FAEP is a nove fast autonomous exploration planner based on the framework of FUEL. It contains a comprehensive exploration sequence generation method for global tour planning, which not only considers the flight-level factors but also innovatively considers the frontier-level factors to reduce the back-and-forth maneuvers. In addition, an adaptive yaw planning strategy is designed to achieve efficient exploration by yaw change during flight.
Our method is demonstrated to reduce the flight time and flight distance by more than 20% compared with the state-of-the-art approache FUEL.
Complete videos: video1.
Please cite our paper if you use this project in your research:
- Autonomous Exploration Method for Fast Unknown Environment Mapping by Using UAV Equipped with Limited FOV Sensor, Yinghao Zhao, Li Yan, Hong Xie, Jicheng Dai, Pengcheng Wei.
@article{zhao2023autonomous,
title={Autonomous Exploration Method for Fast Unknown Environment Mapping by Using UAV Equipped with Limited FOV Sensor},
author={Zhao, Yinghao and Yan, Li and Xie, Hong and Dai, Jicheng and Wei, Pengcheng},
journal={arXiv preprint arXiv:2302.02293},
year={2023}
}
Please kindly star ⭐ this project if it helps you. We take great efforts to develope and maintain it 😁😁.
This project is mostly based on FUEL. Therefore, the configuration of this method is the same as FUEL. It has been tested on Ubuntu 16.04(ROS Kinetic) and 18.04(ROS Melodic). Take Ubuntu 18.04 as an example, run the following commands to setup:
sudo apt-get install libarmadillo-dev ros-melodic-nlopt
To simulate the depth camera, we use a simulator based on CUDA Toolkit. Please install it first following the instruction of CUDA.

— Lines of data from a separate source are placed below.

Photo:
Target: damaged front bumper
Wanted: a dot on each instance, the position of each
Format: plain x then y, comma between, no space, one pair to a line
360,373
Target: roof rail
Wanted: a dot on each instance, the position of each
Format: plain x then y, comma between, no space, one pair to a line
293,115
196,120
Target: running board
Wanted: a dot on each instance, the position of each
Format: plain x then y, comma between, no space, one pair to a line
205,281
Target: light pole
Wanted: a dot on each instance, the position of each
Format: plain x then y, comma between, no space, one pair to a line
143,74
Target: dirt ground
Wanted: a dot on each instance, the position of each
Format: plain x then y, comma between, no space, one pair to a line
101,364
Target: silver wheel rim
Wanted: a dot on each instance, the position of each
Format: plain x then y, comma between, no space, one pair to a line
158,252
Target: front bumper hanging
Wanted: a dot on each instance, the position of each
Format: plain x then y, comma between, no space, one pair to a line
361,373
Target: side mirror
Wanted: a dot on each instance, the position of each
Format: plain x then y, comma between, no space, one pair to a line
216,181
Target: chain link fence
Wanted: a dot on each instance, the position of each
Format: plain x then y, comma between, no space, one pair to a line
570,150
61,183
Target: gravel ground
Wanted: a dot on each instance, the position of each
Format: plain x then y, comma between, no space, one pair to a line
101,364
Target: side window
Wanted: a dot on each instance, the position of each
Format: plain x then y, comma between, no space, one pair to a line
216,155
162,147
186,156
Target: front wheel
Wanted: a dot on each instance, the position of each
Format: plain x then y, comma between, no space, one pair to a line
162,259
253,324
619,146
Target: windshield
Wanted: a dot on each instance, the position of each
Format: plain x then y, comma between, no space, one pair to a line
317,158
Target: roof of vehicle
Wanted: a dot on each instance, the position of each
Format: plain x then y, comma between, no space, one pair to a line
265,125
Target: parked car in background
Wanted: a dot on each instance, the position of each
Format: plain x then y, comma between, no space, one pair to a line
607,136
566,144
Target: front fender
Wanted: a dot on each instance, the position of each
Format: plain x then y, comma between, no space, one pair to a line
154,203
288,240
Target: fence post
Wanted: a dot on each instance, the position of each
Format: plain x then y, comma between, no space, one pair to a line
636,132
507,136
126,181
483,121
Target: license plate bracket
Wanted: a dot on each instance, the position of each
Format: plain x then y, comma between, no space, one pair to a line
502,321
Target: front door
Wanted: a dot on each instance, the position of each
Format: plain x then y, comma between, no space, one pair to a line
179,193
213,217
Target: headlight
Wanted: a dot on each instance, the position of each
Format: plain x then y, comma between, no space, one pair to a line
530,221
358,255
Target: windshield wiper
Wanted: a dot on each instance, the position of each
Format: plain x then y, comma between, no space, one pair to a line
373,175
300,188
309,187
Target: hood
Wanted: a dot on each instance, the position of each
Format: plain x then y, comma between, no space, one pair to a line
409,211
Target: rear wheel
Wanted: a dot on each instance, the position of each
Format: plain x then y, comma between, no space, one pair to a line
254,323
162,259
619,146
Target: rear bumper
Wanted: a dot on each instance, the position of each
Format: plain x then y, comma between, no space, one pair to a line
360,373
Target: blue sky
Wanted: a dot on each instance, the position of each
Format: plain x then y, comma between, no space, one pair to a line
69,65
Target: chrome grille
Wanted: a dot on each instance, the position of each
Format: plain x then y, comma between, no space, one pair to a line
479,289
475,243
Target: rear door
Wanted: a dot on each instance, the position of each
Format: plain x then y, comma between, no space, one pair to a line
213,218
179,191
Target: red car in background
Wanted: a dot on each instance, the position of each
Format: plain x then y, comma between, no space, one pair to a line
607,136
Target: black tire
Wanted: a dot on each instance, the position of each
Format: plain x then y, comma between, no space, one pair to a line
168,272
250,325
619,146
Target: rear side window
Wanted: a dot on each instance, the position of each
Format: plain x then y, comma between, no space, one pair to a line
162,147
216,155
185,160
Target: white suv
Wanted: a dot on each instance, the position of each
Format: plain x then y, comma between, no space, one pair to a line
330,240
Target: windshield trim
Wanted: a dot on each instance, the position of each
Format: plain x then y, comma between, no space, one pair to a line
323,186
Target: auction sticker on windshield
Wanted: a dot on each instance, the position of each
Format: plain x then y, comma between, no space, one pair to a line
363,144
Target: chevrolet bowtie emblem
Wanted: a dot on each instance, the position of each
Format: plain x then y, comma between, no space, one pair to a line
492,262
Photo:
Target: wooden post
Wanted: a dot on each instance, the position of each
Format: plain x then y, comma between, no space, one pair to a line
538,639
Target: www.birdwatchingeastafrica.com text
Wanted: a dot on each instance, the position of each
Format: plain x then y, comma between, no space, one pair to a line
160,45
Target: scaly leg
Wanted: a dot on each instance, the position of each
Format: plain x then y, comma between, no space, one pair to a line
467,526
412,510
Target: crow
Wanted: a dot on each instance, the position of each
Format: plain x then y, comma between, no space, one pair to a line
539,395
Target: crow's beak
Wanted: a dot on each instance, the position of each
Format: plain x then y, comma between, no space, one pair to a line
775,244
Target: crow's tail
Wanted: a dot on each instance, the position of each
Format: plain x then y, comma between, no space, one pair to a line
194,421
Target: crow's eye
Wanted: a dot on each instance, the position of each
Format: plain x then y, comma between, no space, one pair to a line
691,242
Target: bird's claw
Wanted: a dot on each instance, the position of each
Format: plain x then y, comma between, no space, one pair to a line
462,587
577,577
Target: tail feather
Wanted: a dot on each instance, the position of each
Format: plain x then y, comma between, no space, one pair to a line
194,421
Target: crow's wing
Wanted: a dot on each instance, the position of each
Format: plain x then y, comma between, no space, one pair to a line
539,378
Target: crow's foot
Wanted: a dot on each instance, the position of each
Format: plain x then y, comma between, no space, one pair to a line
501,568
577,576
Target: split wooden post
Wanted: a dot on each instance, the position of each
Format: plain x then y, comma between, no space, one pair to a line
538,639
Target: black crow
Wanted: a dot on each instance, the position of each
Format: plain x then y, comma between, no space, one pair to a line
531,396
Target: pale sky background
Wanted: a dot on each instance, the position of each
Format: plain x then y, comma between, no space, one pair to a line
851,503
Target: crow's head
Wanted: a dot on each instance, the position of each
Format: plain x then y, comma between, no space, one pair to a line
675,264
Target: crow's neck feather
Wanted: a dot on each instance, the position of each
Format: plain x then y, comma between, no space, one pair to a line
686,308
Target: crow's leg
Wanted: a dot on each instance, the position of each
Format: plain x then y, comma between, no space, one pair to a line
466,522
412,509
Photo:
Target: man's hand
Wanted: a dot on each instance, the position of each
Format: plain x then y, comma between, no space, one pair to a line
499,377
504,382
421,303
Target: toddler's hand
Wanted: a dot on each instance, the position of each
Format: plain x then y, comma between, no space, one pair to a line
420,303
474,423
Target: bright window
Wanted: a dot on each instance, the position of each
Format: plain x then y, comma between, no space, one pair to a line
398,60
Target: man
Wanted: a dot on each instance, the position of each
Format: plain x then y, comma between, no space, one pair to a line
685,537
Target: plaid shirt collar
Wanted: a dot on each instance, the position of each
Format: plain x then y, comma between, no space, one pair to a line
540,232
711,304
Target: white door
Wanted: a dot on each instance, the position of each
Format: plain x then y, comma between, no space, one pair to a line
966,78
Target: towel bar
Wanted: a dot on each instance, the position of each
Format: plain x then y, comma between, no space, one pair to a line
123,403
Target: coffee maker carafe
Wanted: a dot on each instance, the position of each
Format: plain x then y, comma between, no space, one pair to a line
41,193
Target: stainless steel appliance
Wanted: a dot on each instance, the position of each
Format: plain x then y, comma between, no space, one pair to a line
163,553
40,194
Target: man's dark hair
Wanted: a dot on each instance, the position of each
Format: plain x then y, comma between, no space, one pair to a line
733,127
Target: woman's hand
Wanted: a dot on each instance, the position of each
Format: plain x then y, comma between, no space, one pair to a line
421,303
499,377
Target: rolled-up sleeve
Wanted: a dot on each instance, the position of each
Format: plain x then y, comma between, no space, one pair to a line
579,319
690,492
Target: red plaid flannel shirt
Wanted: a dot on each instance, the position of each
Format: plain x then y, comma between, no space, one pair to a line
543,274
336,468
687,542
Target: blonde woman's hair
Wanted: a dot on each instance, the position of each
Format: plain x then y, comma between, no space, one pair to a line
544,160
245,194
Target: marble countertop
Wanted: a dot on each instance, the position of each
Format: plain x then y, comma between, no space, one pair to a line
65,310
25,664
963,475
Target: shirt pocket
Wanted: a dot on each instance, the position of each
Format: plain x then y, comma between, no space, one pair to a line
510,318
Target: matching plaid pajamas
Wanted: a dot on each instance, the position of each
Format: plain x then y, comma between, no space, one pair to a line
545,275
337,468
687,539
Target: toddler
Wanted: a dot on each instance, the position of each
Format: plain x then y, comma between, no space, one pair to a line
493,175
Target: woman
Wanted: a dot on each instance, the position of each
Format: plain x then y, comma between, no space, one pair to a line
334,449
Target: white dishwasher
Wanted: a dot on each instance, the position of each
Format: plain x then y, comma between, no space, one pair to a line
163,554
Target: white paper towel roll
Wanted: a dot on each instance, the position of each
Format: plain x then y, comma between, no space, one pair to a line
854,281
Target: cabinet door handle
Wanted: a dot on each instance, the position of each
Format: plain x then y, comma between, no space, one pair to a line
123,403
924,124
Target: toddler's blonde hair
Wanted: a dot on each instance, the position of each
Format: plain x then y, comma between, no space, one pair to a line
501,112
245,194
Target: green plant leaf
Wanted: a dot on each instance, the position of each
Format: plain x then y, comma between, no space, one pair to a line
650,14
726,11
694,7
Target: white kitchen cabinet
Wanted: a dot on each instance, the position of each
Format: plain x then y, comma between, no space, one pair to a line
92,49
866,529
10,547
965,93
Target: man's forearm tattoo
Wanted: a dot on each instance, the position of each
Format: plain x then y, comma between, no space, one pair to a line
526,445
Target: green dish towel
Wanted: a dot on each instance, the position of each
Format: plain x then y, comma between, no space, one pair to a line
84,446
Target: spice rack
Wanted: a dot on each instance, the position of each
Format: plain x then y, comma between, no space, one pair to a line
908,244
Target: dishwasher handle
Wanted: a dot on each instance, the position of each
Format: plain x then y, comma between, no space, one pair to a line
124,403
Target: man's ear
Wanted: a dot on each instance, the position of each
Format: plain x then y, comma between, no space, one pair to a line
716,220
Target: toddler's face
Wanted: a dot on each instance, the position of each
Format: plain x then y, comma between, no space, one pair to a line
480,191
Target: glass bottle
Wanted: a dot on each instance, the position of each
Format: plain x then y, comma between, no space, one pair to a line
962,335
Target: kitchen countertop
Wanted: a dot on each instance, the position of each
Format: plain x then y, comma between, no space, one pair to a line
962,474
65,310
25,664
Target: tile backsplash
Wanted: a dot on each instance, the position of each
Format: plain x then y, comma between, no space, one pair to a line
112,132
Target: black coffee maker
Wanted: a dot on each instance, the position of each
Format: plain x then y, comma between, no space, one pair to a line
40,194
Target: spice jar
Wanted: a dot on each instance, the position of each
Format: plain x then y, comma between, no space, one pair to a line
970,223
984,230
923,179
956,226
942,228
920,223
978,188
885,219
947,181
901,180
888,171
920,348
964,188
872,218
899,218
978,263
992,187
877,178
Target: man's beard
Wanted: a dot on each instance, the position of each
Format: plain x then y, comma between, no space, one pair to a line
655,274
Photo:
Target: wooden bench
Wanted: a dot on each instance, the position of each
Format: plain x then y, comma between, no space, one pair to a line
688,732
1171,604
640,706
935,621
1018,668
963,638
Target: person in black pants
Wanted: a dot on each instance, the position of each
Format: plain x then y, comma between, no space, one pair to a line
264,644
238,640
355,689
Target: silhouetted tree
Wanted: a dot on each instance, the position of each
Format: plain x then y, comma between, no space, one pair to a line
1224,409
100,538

After successful installation, in the local_sensing package in uav_simulator, remember to change the 'arch' and 'code' flags in CMakelist.txt according to your graphics card devices. You can check the right code here. For example:
set(CUDA_NVCC_FLAGS
-gencode arch=compute_61,code=sm_61;
)
Finally, clone and compile our package:
cd ${YOUR_WORKSPACE_PATH}/src
git clone https://github.com/Zyhlibrary/FAEP.git
cd ../
catkin_make
After compilation you can start the visualization by:
source devel/setup.bash && roslaunch exploration_manager rviz.launch
and start a simulation (run in a new terminals):
source devel/setup.bash && roslaunch exploration_manager exploration.launch
You will find a cluttered scene to be explored (20m x 12m x 2m) and the drone in Rviz. You can trigger the exploration to start by the 2D Nav Goal tool. A sample simulation is shown in the figure. The unknown obstacles are shown in grey, while the frontiers are shown as colorful voxels. The planned and executed trajectories are also displayed.
We use NLopt for non-linear optimization and use LKH for travelling salesman problem.